The band isn’t turning back either, as the title of the album makes quick work of summarizing their dedication to the new venture. This body of work can only be attributed to the position the guys have put themselves in. Luke describes the fan-funded album by saying, “It allowed us to take our time and not worry about how much money we were spending. It also allowed us to hire our good friends to be a part of everything. We surrounded ourselves with a very comfortable environment and one which was very close to home.” As for what the next step is in this musical evolution, Luke says, “It’s hard to say. I certainly don’t miss being tied down by a label (especially for 3+ albums like in the past). But that’s not to say that we still don’t work with our distribution labels on a daily basis. One day, I hope to fully do an album on our own and just put it online out of the blue in a ‘pay what you can’ scenario.

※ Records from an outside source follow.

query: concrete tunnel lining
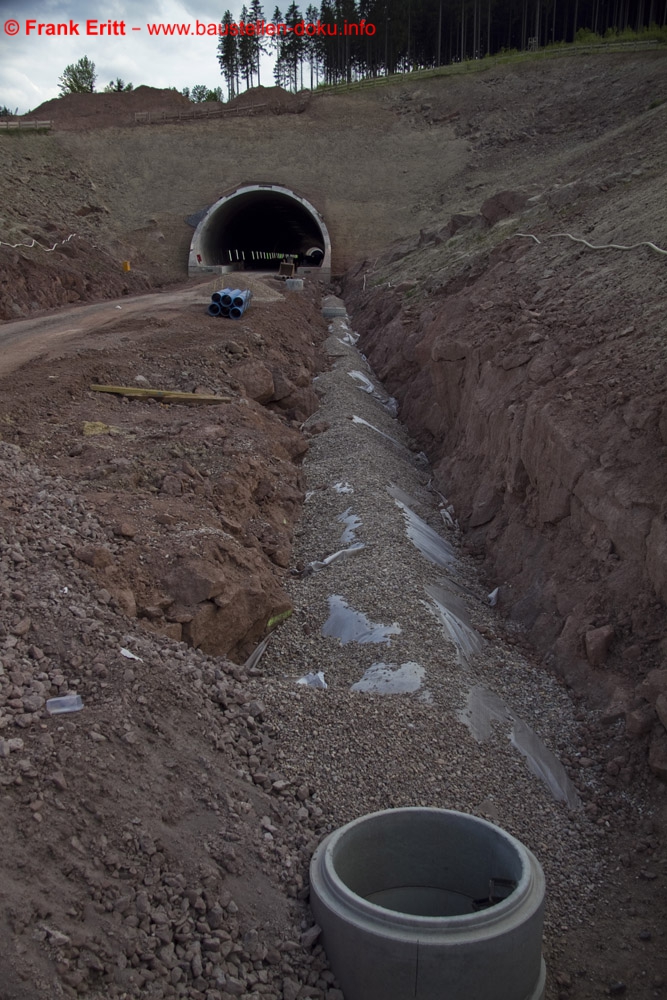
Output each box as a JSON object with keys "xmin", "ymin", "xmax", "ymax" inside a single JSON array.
[{"xmin": 188, "ymin": 184, "xmax": 331, "ymax": 280}]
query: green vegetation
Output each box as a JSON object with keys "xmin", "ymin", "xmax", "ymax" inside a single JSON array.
[
  {"xmin": 181, "ymin": 83, "xmax": 222, "ymax": 104},
  {"xmin": 58, "ymin": 56, "xmax": 97, "ymax": 97},
  {"xmin": 213, "ymin": 0, "xmax": 667, "ymax": 98},
  {"xmin": 104, "ymin": 76, "xmax": 134, "ymax": 94},
  {"xmin": 0, "ymin": 128, "xmax": 51, "ymax": 139}
]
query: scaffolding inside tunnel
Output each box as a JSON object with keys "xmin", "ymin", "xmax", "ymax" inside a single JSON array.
[{"xmin": 188, "ymin": 184, "xmax": 331, "ymax": 280}]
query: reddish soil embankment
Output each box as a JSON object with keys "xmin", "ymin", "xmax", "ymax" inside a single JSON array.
[
  {"xmin": 346, "ymin": 185, "xmax": 667, "ymax": 778},
  {"xmin": 0, "ymin": 282, "xmax": 324, "ymax": 656}
]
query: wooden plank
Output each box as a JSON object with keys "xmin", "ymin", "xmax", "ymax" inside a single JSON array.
[{"xmin": 90, "ymin": 385, "xmax": 232, "ymax": 406}]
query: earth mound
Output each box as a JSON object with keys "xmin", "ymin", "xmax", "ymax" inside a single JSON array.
[{"xmin": 24, "ymin": 86, "xmax": 191, "ymax": 129}]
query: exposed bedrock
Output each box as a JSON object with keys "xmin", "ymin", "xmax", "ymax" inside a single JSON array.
[{"xmin": 346, "ymin": 227, "xmax": 667, "ymax": 772}]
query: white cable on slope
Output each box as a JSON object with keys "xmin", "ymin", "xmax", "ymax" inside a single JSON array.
[
  {"xmin": 510, "ymin": 233, "xmax": 667, "ymax": 256},
  {"xmin": 0, "ymin": 233, "xmax": 78, "ymax": 253}
]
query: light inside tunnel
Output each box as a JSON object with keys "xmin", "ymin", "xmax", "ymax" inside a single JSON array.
[{"xmin": 190, "ymin": 184, "xmax": 330, "ymax": 271}]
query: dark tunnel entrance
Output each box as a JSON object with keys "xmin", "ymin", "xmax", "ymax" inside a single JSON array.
[{"xmin": 189, "ymin": 184, "xmax": 331, "ymax": 278}]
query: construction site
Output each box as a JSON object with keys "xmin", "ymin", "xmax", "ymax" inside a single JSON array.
[{"xmin": 0, "ymin": 45, "xmax": 667, "ymax": 1000}]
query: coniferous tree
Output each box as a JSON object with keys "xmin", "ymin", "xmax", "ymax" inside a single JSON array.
[
  {"xmin": 250, "ymin": 0, "xmax": 266, "ymax": 87},
  {"xmin": 218, "ymin": 10, "xmax": 238, "ymax": 101}
]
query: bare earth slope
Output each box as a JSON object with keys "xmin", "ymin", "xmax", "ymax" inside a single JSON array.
[
  {"xmin": 0, "ymin": 52, "xmax": 667, "ymax": 1000},
  {"xmin": 346, "ymin": 86, "xmax": 667, "ymax": 775}
]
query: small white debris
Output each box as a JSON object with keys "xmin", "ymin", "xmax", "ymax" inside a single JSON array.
[
  {"xmin": 297, "ymin": 670, "xmax": 328, "ymax": 691},
  {"xmin": 120, "ymin": 646, "xmax": 143, "ymax": 663}
]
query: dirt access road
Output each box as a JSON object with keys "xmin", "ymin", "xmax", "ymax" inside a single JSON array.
[{"xmin": 0, "ymin": 280, "xmax": 213, "ymax": 375}]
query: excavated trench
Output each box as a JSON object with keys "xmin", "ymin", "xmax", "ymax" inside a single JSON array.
[{"xmin": 345, "ymin": 217, "xmax": 667, "ymax": 781}]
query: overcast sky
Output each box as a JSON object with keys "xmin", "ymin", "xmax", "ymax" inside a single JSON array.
[{"xmin": 0, "ymin": 0, "xmax": 258, "ymax": 114}]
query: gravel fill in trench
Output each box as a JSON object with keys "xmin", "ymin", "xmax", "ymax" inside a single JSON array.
[{"xmin": 252, "ymin": 310, "xmax": 616, "ymax": 952}]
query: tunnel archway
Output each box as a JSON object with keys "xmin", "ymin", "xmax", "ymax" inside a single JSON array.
[{"xmin": 188, "ymin": 184, "xmax": 331, "ymax": 280}]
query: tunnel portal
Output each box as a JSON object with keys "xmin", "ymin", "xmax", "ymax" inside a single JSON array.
[{"xmin": 188, "ymin": 184, "xmax": 331, "ymax": 280}]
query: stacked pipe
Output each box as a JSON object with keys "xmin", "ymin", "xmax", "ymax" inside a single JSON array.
[{"xmin": 208, "ymin": 288, "xmax": 252, "ymax": 319}]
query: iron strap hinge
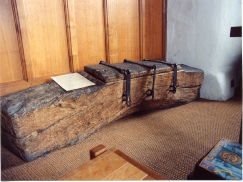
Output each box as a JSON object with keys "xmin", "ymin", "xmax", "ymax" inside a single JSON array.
[
  {"xmin": 100, "ymin": 61, "xmax": 132, "ymax": 107},
  {"xmin": 143, "ymin": 59, "xmax": 177, "ymax": 93},
  {"xmin": 124, "ymin": 59, "xmax": 157, "ymax": 100}
]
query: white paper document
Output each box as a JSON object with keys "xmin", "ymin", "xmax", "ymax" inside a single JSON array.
[{"xmin": 51, "ymin": 73, "xmax": 95, "ymax": 91}]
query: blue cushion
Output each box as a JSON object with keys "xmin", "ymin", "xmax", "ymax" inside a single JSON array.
[{"xmin": 199, "ymin": 139, "xmax": 242, "ymax": 180}]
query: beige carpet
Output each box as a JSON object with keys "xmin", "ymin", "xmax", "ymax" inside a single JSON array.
[{"xmin": 1, "ymin": 99, "xmax": 242, "ymax": 180}]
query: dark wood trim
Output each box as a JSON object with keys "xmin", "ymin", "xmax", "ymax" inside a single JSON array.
[
  {"xmin": 138, "ymin": 0, "xmax": 143, "ymax": 60},
  {"xmin": 63, "ymin": 0, "xmax": 74, "ymax": 73},
  {"xmin": 11, "ymin": 0, "xmax": 29, "ymax": 81}
]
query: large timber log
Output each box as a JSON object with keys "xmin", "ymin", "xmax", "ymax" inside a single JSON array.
[{"xmin": 0, "ymin": 61, "xmax": 203, "ymax": 161}]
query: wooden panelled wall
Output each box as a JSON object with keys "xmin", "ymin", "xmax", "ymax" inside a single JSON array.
[{"xmin": 0, "ymin": 0, "xmax": 166, "ymax": 96}]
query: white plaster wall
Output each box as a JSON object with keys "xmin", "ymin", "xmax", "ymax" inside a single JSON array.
[{"xmin": 166, "ymin": 0, "xmax": 242, "ymax": 100}]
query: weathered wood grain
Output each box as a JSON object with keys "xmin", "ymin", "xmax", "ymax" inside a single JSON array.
[{"xmin": 0, "ymin": 64, "xmax": 203, "ymax": 161}]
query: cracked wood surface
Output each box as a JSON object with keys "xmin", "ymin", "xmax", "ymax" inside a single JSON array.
[{"xmin": 0, "ymin": 61, "xmax": 203, "ymax": 161}]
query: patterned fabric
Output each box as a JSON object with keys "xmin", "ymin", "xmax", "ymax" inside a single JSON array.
[{"xmin": 199, "ymin": 139, "xmax": 242, "ymax": 180}]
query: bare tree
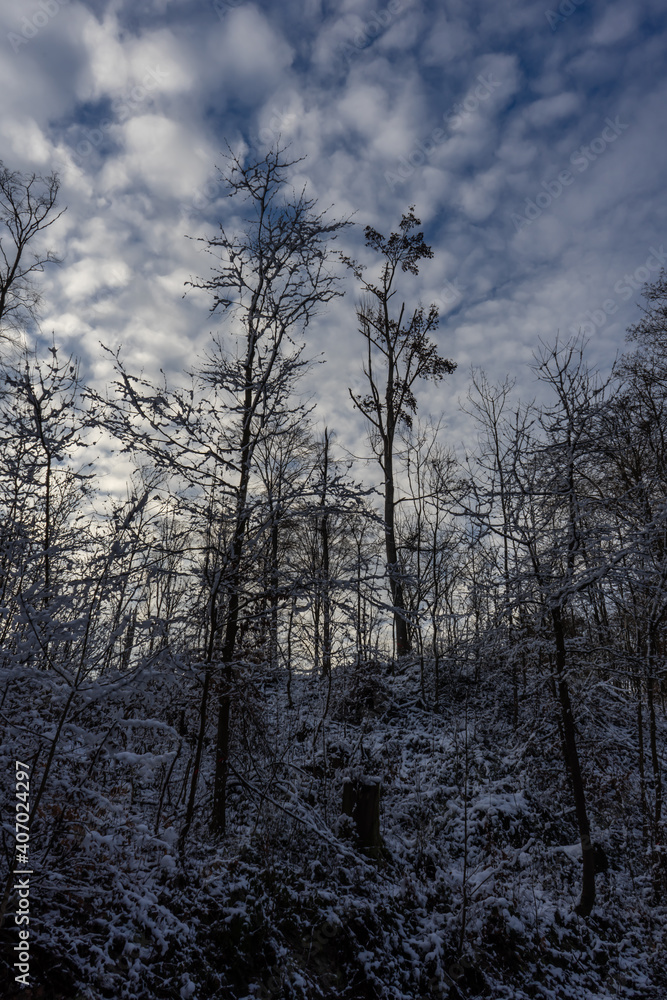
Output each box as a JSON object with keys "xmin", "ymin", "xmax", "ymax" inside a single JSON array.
[
  {"xmin": 0, "ymin": 161, "xmax": 65, "ymax": 338},
  {"xmin": 348, "ymin": 206, "xmax": 456, "ymax": 656}
]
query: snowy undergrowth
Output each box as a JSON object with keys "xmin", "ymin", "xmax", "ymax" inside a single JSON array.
[{"xmin": 3, "ymin": 665, "xmax": 667, "ymax": 1000}]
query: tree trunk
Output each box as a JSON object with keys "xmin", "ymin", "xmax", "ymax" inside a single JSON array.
[
  {"xmin": 343, "ymin": 778, "xmax": 383, "ymax": 856},
  {"xmin": 551, "ymin": 607, "xmax": 595, "ymax": 917},
  {"xmin": 384, "ymin": 435, "xmax": 411, "ymax": 656}
]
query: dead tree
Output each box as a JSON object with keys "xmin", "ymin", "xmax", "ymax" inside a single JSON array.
[{"xmin": 348, "ymin": 206, "xmax": 456, "ymax": 656}]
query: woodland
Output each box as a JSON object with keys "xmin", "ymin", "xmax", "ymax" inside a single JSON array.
[{"xmin": 0, "ymin": 148, "xmax": 667, "ymax": 1000}]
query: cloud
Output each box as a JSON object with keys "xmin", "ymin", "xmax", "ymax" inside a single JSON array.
[{"xmin": 0, "ymin": 0, "xmax": 667, "ymax": 468}]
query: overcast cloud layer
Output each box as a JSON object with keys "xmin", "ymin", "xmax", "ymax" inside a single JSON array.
[{"xmin": 0, "ymin": 0, "xmax": 667, "ymax": 446}]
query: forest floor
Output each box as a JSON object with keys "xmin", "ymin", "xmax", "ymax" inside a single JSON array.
[{"xmin": 3, "ymin": 665, "xmax": 667, "ymax": 1000}]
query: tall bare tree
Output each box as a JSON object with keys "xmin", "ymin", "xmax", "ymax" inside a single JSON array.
[
  {"xmin": 348, "ymin": 206, "xmax": 456, "ymax": 656},
  {"xmin": 0, "ymin": 161, "xmax": 64, "ymax": 337}
]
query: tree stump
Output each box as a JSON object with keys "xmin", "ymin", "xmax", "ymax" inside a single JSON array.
[{"xmin": 343, "ymin": 778, "xmax": 384, "ymax": 857}]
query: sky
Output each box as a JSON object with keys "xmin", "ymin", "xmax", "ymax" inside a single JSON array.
[{"xmin": 0, "ymin": 0, "xmax": 667, "ymax": 450}]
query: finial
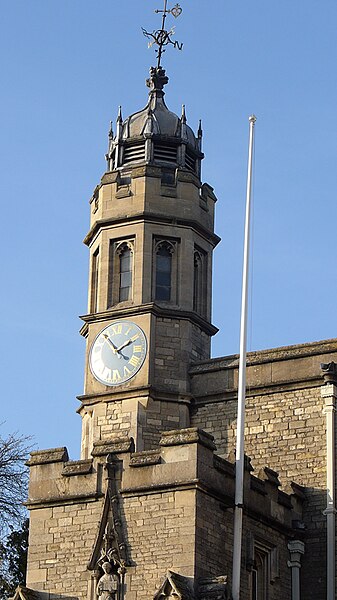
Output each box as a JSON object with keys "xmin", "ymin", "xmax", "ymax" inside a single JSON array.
[
  {"xmin": 117, "ymin": 106, "xmax": 123, "ymax": 123},
  {"xmin": 142, "ymin": 0, "xmax": 183, "ymax": 69},
  {"xmin": 146, "ymin": 67, "xmax": 168, "ymax": 96},
  {"xmin": 116, "ymin": 106, "xmax": 123, "ymax": 140}
]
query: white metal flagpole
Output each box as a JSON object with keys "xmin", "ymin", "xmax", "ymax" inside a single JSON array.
[{"xmin": 232, "ymin": 115, "xmax": 256, "ymax": 600}]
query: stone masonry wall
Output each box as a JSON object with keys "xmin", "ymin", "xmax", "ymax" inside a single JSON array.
[
  {"xmin": 27, "ymin": 501, "xmax": 102, "ymax": 600},
  {"xmin": 123, "ymin": 490, "xmax": 195, "ymax": 600},
  {"xmin": 196, "ymin": 494, "xmax": 291, "ymax": 600},
  {"xmin": 191, "ymin": 340, "xmax": 337, "ymax": 600}
]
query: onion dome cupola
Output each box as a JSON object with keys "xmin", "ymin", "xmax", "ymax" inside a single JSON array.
[{"xmin": 106, "ymin": 66, "xmax": 204, "ymax": 178}]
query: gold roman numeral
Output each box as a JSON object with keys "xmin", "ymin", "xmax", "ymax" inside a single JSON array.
[
  {"xmin": 129, "ymin": 354, "xmax": 140, "ymax": 367},
  {"xmin": 111, "ymin": 323, "xmax": 122, "ymax": 335},
  {"xmin": 112, "ymin": 369, "xmax": 122, "ymax": 383}
]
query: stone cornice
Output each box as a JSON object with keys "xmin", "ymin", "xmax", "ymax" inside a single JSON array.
[
  {"xmin": 190, "ymin": 338, "xmax": 337, "ymax": 375},
  {"xmin": 80, "ymin": 302, "xmax": 219, "ymax": 337},
  {"xmin": 77, "ymin": 385, "xmax": 191, "ymax": 413},
  {"xmin": 83, "ymin": 212, "xmax": 220, "ymax": 248}
]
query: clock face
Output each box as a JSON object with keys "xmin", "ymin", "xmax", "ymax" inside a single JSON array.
[{"xmin": 89, "ymin": 321, "xmax": 147, "ymax": 386}]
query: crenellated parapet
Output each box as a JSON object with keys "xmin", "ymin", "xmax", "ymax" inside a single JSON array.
[{"xmin": 27, "ymin": 428, "xmax": 301, "ymax": 600}]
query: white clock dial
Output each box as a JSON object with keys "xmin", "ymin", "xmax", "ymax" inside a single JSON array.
[{"xmin": 89, "ymin": 321, "xmax": 147, "ymax": 386}]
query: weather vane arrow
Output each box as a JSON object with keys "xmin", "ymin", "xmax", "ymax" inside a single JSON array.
[{"xmin": 142, "ymin": 0, "xmax": 183, "ymax": 68}]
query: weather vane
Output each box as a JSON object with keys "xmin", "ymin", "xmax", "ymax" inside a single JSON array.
[{"xmin": 142, "ymin": 0, "xmax": 183, "ymax": 68}]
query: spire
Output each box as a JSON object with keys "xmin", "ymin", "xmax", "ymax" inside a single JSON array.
[
  {"xmin": 180, "ymin": 104, "xmax": 187, "ymax": 140},
  {"xmin": 116, "ymin": 106, "xmax": 123, "ymax": 140},
  {"xmin": 198, "ymin": 119, "xmax": 202, "ymax": 152},
  {"xmin": 146, "ymin": 67, "xmax": 169, "ymax": 96}
]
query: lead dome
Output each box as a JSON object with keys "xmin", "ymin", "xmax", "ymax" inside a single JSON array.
[{"xmin": 106, "ymin": 67, "xmax": 203, "ymax": 177}]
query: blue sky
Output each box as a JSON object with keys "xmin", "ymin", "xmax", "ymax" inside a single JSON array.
[{"xmin": 0, "ymin": 0, "xmax": 337, "ymax": 459}]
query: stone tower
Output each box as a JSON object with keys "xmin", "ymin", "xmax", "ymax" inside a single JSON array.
[
  {"xmin": 80, "ymin": 67, "xmax": 219, "ymax": 458},
  {"xmin": 19, "ymin": 8, "xmax": 337, "ymax": 600}
]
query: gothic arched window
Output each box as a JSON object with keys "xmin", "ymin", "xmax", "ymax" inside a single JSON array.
[
  {"xmin": 193, "ymin": 248, "xmax": 207, "ymax": 317},
  {"xmin": 89, "ymin": 248, "xmax": 99, "ymax": 312},
  {"xmin": 155, "ymin": 242, "xmax": 173, "ymax": 302},
  {"xmin": 193, "ymin": 252, "xmax": 202, "ymax": 312},
  {"xmin": 119, "ymin": 244, "xmax": 132, "ymax": 302},
  {"xmin": 107, "ymin": 240, "xmax": 134, "ymax": 307}
]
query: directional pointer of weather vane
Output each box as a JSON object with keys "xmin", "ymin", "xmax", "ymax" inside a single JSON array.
[{"xmin": 142, "ymin": 0, "xmax": 183, "ymax": 68}]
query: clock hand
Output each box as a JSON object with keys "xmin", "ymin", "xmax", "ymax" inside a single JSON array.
[
  {"xmin": 117, "ymin": 338, "xmax": 133, "ymax": 352},
  {"xmin": 103, "ymin": 333, "xmax": 118, "ymax": 354},
  {"xmin": 103, "ymin": 333, "xmax": 132, "ymax": 360}
]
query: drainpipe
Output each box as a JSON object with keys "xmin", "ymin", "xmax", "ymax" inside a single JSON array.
[
  {"xmin": 288, "ymin": 540, "xmax": 304, "ymax": 600},
  {"xmin": 321, "ymin": 362, "xmax": 337, "ymax": 600}
]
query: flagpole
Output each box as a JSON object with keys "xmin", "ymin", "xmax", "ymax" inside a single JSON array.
[{"xmin": 232, "ymin": 115, "xmax": 256, "ymax": 600}]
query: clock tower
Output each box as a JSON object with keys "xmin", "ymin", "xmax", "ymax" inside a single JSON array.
[{"xmin": 79, "ymin": 66, "xmax": 219, "ymax": 458}]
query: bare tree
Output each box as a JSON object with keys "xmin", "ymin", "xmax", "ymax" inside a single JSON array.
[{"xmin": 0, "ymin": 433, "xmax": 32, "ymax": 533}]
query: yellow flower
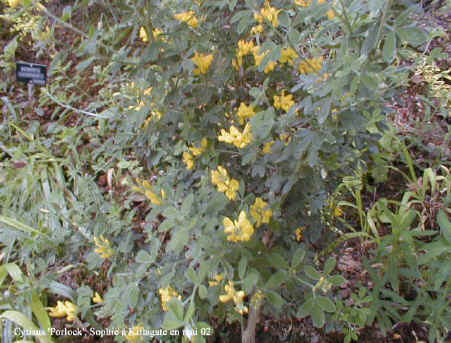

I see younger bands doing that all over the place now – these are the ones who I want to grab by the shirt neck and say “keep ownership of your music”. But on the other hand, we never would have gotten to where we are without the help of some truly amazing record labels. I believe this “shift” in music everyone is muttering about is going to take a lot more time than we think.”
The highly successful campaign leading up to the recording session is only being eclipsed by the quality of music that’s come as a result. The metal orchestration could only be pulled off by a band like Protest the Hero. If you listen to nothing else though, check out the three key tracks as they incorporate the dynamic and diverse tonal range covered on the release. As the album hits the coda in the final song, the band coordinates a stirring close that feels as though the ties have been cut and you’re left to drift away, sadly coming to terms with its conclusion.